Please pardon my ignorance, will this work on anything else other than this Forum? I have just tried it with my Yahoo Mail and it didn't work??

"p.s. If when you click reply you hover the mouse over the URL button then it shows you the formats. [/url]" I don't quite understand what you mean here, can you please explain? (I wasn't kidding when I said I wasn't very good with computers!!!)

Thanks


----------



## scoTTy (May 6, 2002)

I hope this doesn't patronise as I'll try and explain as simply as possible.

If you click on the 'reply' button (as you had to do to both your reply to me then you'll get a blank text input box in which you type your reply. Above this are various 'buttons' that all you to put stuff in Bold, italics, underline, quote, etc.

If you move the mouse cursor over one of these it brings up some text just above the text input box that displays the text that use can use.

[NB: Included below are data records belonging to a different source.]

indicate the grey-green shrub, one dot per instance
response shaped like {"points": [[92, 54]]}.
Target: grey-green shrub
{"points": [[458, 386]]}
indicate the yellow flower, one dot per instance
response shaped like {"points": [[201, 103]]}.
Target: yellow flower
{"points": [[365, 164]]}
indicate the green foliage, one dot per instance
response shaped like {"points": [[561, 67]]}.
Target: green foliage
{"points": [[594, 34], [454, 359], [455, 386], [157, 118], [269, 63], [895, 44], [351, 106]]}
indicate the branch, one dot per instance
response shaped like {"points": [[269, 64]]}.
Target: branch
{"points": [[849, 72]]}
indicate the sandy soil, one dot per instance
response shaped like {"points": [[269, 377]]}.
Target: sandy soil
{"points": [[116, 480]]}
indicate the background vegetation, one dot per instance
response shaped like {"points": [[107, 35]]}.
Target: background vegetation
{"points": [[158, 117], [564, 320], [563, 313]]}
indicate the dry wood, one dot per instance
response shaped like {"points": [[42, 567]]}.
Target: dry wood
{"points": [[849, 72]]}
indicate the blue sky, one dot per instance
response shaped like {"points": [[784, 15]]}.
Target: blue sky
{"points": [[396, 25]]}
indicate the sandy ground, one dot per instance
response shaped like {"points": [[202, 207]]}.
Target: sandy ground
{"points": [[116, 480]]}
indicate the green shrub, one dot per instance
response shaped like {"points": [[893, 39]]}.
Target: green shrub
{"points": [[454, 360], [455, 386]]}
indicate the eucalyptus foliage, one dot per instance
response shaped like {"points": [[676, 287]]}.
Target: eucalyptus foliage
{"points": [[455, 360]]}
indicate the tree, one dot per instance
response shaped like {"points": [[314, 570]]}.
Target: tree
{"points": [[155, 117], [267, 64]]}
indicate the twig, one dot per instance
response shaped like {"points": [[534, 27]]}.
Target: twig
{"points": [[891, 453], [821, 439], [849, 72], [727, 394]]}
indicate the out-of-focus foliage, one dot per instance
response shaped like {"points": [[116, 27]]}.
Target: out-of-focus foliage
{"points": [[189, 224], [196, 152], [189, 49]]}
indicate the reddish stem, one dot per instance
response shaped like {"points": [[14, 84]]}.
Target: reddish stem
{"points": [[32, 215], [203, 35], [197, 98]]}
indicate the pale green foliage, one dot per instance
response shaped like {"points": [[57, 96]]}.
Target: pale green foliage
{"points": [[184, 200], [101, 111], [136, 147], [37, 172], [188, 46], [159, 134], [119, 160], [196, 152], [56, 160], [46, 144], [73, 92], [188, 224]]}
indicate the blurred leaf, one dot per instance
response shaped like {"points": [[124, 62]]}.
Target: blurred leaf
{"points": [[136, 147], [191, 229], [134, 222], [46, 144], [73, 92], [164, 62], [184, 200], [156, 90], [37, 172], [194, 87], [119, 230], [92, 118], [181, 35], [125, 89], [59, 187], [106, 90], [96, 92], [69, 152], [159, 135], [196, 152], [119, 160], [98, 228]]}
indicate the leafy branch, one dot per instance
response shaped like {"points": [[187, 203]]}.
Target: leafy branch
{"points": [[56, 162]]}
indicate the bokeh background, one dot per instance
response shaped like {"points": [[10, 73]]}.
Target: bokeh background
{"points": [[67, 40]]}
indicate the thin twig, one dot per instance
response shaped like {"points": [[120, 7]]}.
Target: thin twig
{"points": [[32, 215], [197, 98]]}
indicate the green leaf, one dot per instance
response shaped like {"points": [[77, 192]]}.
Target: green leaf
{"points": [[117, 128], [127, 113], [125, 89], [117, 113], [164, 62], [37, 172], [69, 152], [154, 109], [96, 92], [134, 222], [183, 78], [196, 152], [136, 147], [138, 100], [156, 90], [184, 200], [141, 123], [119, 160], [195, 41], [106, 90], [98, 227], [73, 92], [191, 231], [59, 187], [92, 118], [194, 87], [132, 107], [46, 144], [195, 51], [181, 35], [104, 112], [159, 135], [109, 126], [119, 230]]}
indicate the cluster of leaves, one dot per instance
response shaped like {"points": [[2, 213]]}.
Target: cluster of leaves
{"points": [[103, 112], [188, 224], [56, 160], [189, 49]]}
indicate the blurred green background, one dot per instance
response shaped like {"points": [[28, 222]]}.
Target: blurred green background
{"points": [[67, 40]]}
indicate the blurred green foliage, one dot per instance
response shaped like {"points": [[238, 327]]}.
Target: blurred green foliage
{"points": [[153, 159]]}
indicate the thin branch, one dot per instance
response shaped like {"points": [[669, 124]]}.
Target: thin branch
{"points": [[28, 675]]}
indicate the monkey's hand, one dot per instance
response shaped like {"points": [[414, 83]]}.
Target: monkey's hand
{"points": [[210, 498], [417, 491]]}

These codes can be used on many forums but I don't believe they work outside that.


----------



## The Silver Surfer (May 14, 2002)

Thanks very much for your help Scotty!!! 

I've sussed it now, and have posted somthing in the Jokes section :lol: 

Regards


----------



## clived (May 6, 2002)

All you need now is a lesson in web based e-mail and session security ;-)


----------



## scoTTy (May 6, 2002)

As Clived is subtly pointing out your forum skills are fine (now :wink: ) but the site you're linking to needs a user name and password before anyone can see it! :roll:


----------



## The Silver Surfer (May 14, 2002)

scoTTy said:


> As Clived is subtly pointing out your forum skills are fine (now :wink: ) but the site you're linking to needs a user name and password before anyone can see it! :roll:


Hmmm!!!! That's weird, it worked fine for me?? :?

Of course, I wouldn't have posted the link if had known a username/password was required to view it.  (I have just deleted the post to save an further embarrassment.  )

Well, at least I've learned how to post links. 

Regards


----------



## clived (May 6, 2002)

Was the site somewhere where YOU have a username and password, stored as a cookie on your machine?


----------



## The Silver Surfer (May 14, 2002)

clived, you have PM.


----------